I was recently advise by my endocronologist to have an MRI to check why my testerone level is so low (155). I have hot flashes at night. I also have a running nose when I awake in the morning. What is involved with the MRI. Are there other causes for low testerone. I was told by my endo that there are gels and patches to raise my testerone level. However since I had a Turp 10 years ago my urologist is also concerned that any hormone replacement thera[y can ncrease the chance of prostate cancer. I am confused because the risks of various diseases seems to be greater then the risk of prostate cancer. I am 67 years old.
They are looking at your pituitary. The pituitary is the master gland and it basically tells the rest of the body to release the chemicals to produce the correct amount of testosterone.

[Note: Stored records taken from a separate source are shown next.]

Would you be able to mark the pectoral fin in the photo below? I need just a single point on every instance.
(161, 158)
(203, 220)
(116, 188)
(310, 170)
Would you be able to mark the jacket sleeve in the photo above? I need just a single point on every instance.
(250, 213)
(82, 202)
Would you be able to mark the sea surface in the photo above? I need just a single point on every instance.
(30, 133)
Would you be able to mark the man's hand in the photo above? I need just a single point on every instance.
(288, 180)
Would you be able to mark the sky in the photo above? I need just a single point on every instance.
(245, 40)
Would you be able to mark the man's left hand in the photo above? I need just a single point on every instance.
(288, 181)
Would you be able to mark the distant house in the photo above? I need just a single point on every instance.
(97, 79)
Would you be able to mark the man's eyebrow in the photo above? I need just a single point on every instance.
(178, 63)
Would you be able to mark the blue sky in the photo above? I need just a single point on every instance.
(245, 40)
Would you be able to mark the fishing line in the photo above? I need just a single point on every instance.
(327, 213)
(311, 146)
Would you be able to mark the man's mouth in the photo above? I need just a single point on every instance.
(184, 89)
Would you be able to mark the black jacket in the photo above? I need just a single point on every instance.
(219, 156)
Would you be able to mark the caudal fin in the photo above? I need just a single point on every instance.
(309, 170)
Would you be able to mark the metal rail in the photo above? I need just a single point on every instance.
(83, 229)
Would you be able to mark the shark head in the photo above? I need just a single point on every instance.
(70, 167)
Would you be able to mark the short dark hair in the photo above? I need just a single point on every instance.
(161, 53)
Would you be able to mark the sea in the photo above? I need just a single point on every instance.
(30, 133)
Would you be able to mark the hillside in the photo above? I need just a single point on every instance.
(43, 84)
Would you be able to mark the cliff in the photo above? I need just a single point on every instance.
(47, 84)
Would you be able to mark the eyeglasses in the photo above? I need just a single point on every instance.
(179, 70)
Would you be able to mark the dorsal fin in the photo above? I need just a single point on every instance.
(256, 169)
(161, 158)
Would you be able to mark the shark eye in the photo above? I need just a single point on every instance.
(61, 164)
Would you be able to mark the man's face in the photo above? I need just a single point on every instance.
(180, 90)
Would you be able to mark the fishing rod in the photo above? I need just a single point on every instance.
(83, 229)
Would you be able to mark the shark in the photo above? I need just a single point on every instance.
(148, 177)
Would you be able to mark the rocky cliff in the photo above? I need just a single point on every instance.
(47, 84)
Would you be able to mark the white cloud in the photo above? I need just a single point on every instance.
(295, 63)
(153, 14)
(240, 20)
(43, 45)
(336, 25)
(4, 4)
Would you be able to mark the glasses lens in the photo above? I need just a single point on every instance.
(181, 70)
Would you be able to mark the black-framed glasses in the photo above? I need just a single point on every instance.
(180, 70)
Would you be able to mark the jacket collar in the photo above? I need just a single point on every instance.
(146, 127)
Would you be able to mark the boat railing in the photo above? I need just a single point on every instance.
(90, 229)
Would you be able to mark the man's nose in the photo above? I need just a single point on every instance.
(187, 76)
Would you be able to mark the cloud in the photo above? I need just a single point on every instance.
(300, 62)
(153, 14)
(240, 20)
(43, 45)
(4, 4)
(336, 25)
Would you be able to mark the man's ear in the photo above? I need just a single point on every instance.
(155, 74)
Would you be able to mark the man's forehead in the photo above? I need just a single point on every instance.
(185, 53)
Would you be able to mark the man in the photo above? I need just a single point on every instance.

Testosterone comes from your testes as well as from the adrenal glands so they should check out the adrenals as well. Both estrogen and testosterone are redundant systems. Estrogen and testosterone are very related (you know how when a baby is formed, the same parts go to form the ovaries and testes, so it just a matter of how much of each hormone which gives us characteristics). There are also different testosterone tests to run, not just plain testosterone (my docs like bioavailable best) to really show what is up. You need DHEA sulfate tested as well as sex binding hormones to show the whole gamut. What is your LH and FSH?
Your doc needs to check estrogen levels in you as well (which is why you may be having the hot flashes). It happens that E and T get messed up. I do not have adrenals and I had my ovaries removed (I am a diseased thing!) and anyway, when I went to replace my estrogen to keep my bones in shape, I managed to make only... testosterone! Since I am a woman (I think...), this was not happy... so it took a bit of playing around by my endo to get my levels up but now I have low T.
Anyway, my point is that you need both, you need a decent level, you need it for bones, you need it for overall mood and for a lot of things. There is some risk yes, but you need to discuss with your doctor the risk vs benefit and also try to get dosed so that you are getting enough for benefit and reduce the risk. This is going to take a bit of experimenting so please have patience with it.
Make sure you get an endo that really knows what they are doing - and that the MRI is done properly - with and without contrast, and dynamic, that they take pictures which the MRI is going - that is a proper pituitary MRI. I had two pituitary tumors and one grew back - I get them and know. A neuro-endo is best as a normal endo may not know how to treat the entire body.
No, I am not a doctor. I am a patient that has been through the wringer. I went to a lot of bad doctors who did minimal testing and said I was fine and to told ignore my pituitary tumor and endocrine issues.
Finally after many years, I got very sick, finally found other patients like me, found better doctors and learned more. It was too late, in my opinion, as my body had degraded from being sick too long, and so now I am disabled from being "fine".
I don't want anyone to be like me. Doctors can run one test, but fail to understand or remember that the system IS a system and that there are redundancies, loops and other glands that are effected and so to test one hormone is just... ineffective.